Vehement gegen Schulschließungen positionierten sich auch das ÖGKJP-Präsidium und deren Präsidentin Kathrin Sevecke. Studien hätten „eindeutig belegt, dass die Pandemie die psychische Gesundheit junger Menschen deutlich beeinträchtigt“, unterstrichen die Experten in einer Aussendung. Man sollte, so die ÖGKJP, „aus den bisherigen Fehlern gelernt haben“. Eine erneute Schulschließung würde aus Expertensicht „mit Sicherheit die psychische Gesundheit der Kinder und Jugendlichen weiter gefährden“. Zudem bestehe die Gefahr, dass emotional belastete junge Menschen, die noch nicht klinisch gefährdet sind, nun Symptome einer psychischen Erkrankung entwickeln.

Ebenfalls in der ZIB2 sagte die Bildungspsychologin Christiane Spiel, der Verlauf der Pandemie habe große Unterschiede bei den Schülerinnen und Schülern gebracht. Eine Gruppe komme besser zurecht. Andere hätten zu Hause hingegen keine Hilfe, Sprachprobleme oder engen Wohnraum. Sie seien oft „aus dem Lernen herausgefallen“. Sie zurückzuholen, stelle auch eine volkswirtschaftliche Herausforderung dar. Man könne es sich nicht leisten, „dass wir diese Kinder verlieren“, so Spiel.

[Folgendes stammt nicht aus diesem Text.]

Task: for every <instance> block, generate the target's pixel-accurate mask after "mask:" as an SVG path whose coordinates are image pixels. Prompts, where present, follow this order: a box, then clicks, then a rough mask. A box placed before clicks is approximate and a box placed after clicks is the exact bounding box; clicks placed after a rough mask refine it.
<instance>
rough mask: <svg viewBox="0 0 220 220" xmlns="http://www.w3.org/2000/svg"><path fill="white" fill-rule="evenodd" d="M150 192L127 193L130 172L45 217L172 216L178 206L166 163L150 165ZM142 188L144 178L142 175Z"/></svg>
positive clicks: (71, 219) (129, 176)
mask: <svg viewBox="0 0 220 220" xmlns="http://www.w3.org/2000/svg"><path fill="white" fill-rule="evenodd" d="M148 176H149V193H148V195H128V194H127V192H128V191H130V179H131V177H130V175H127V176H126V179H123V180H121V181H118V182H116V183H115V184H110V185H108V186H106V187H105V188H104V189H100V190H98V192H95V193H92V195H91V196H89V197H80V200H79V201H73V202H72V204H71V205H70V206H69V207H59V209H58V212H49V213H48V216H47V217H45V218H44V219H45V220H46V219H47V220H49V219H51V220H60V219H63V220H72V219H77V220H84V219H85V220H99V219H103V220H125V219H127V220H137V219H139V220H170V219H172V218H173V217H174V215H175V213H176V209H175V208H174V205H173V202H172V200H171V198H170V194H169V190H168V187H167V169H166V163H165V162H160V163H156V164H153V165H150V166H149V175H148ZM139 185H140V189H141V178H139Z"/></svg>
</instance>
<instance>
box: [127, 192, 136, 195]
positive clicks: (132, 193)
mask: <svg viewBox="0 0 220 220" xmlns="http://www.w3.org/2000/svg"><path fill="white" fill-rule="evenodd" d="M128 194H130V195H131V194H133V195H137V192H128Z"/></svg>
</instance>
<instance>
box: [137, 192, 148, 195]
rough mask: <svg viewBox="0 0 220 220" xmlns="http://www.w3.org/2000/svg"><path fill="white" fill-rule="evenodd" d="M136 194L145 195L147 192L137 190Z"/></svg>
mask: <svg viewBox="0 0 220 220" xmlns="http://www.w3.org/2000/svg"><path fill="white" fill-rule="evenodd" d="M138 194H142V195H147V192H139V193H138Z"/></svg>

Lehrkräfte mit hartem Urteil über System

Auch eine Mehrheit der Lehrerinnen und Lehrer sprach sich gegen weitere Schulschließungen aus. Das zeigt eine aktuelle Studie der Universität Wien. 60 Prozent bevorzugten die derzeitige Regelung mit offenen Schulen und Aufhebung der Präsenzpflicht, 37 Prozent plädierten dagegen für neuerliche Schließungen. Gleichzeitig bewerteten die Pädagogen das Schulsystem deutlich negativer als noch vor den Lockdowns.

Unter der Leitung von Susanne Schwab und Katharina-Theresa Lindner läuft derzeit die dritte Erhebungsphase einer Studie zum Thema „Inklusive Bildung während Covid-19“. Im Zuge dessen werden Lehrpersonen zu Erfahrungen und Einstellungen hinsichtlich der aktuellen bildungspolitischen Maßnahmen sowie ihres Arbeitsalltags befragt.

Als Grund für die Ablehnung von Schulschließungen nannten die Lehrkräfte vor allem das gemeinsame Arbeiten, die sozialen Interaktionsmöglichkeiten und das „Nicht-verloren-Gehen“ der Schülerinnen und Schüler. Eindeutig ist das Urteil der Pädagoginnen und Pädagogen über die Arbeitsbelastungen: 87,5 Prozent berichteten über einen (deutlich) erhöhten Arbeitsaufwand im Vergleich zu der Zeit vor Covid-19. 48 Prozent fühlten sich in der aktuellen beruflichen Situation stark belastet.